Rice University’s custom hydrogel traps water-avoiding molecules for slow delivery.
A gap-toothed peptide created by bioengineers at Rice University may be an efficient way to deliver insoluble drugs to precise locations in the body.
Rice bioengineer Jeffrey Hartgerink and his students made a hydrogel of what they call “missing tooth” peptide nanofibers. Gaps in the fibers are designed to hold drug molecules that have hydrophobic—water-avoiding—properties. The biodegradable gel can be injected where needed and releases the medication over time.
The material is the subject of a new paper in the American Chemical Society journal Biomacromolecules.
Hydrogels built of custom peptides are a specialty of Hartgerink’s lab, which has introduced variations in recent years for tissue growth and healing through the clotting powers of synthetic snake venom.
The new work by Hartgerink and Rice graduate students I-Che Li and Amanda Moore aims to administer drugs that tend to clump, which makes them difficult to deliver via the bloodstream.
“Hydrophilic (water-attracting) molecules frequently don’t need a delivery mechanism because you can inject them,” Hartgerink said. “They’re water-soluble, they go into the blood and they’re fine. But hydrophobic drugs are challenging to deliver. We load them into the interstices of these fibers, and they can be delivered wherever we inject the hydrogel.”
In the lab’s earlier hydrogels, proteins or small molecules are trapped in the gel created by the microscopic fibers. “Here, we’ve done something different: We modify the inside of the fibers,” he said. “We remove part of the internal portion of the fiber—that’s the missing tooth—and that’s a hydrophobic environment.”

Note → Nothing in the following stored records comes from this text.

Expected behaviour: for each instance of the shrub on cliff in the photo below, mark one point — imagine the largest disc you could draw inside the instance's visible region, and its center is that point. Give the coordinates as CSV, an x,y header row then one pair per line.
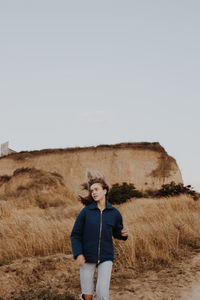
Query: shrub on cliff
x,y
172,189
121,193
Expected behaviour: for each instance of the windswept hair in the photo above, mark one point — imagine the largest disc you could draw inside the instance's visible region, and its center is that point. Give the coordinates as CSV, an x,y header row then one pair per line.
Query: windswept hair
x,y
92,178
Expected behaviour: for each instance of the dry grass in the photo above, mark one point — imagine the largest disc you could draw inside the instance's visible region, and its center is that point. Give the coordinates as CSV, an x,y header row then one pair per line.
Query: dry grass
x,y
159,230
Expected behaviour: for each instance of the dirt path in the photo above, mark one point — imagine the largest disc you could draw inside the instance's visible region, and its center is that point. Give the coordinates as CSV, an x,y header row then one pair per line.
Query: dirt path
x,y
58,274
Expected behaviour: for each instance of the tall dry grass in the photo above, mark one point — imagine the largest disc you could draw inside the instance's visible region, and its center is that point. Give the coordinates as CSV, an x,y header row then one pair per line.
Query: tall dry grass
x,y
159,230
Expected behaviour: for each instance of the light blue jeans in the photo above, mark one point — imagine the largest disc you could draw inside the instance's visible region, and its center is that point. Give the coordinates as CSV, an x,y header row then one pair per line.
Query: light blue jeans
x,y
87,274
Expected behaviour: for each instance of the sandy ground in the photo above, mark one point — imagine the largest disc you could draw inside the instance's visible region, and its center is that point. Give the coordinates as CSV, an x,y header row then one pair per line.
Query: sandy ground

To make the unique fibers, the lab first made custom peptides with alternating hydrophobic and hydrophilic amino acids and left intentional gaps. Hydrophobic small-molecule drugs mixed with the peptides were attracted to the gaps and trapped when the peptides self-assembled into jaw-like fibers.
The hydrogel becomes a liquid due to the shearing forces encountered as it passes through a needle, a phenomenon called thixotropy, and it returns to gel form in the body. The drugs nest in their peptide pockets until released by the hydrogel. The lab has tested hydrogels with cancer, antibiotic and anti-inflammatory drugs and is studying how the drugs are released over time.

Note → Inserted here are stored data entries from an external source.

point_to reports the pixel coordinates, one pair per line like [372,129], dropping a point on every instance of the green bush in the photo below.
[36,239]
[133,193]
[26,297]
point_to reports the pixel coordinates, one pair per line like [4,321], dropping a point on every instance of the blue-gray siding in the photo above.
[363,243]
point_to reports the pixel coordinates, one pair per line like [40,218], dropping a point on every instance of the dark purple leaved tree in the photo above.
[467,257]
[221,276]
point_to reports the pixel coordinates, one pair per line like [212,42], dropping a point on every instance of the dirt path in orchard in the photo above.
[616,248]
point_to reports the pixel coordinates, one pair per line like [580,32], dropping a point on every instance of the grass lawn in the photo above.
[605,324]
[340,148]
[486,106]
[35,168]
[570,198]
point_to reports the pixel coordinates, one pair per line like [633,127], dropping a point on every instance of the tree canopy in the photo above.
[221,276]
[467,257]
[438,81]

Hartgerink said the “missing tooth” hydrogel can serve more than one function. “We can simultaneously trap hydrophilic proteins in the hydrogel matrix,” he said. “There’s no reason we can’t do both at the same time. This paper just looks at one aspect, but they’re not mutually exclusive approaches. The long-term goal of this material is that it eventually can do everything.”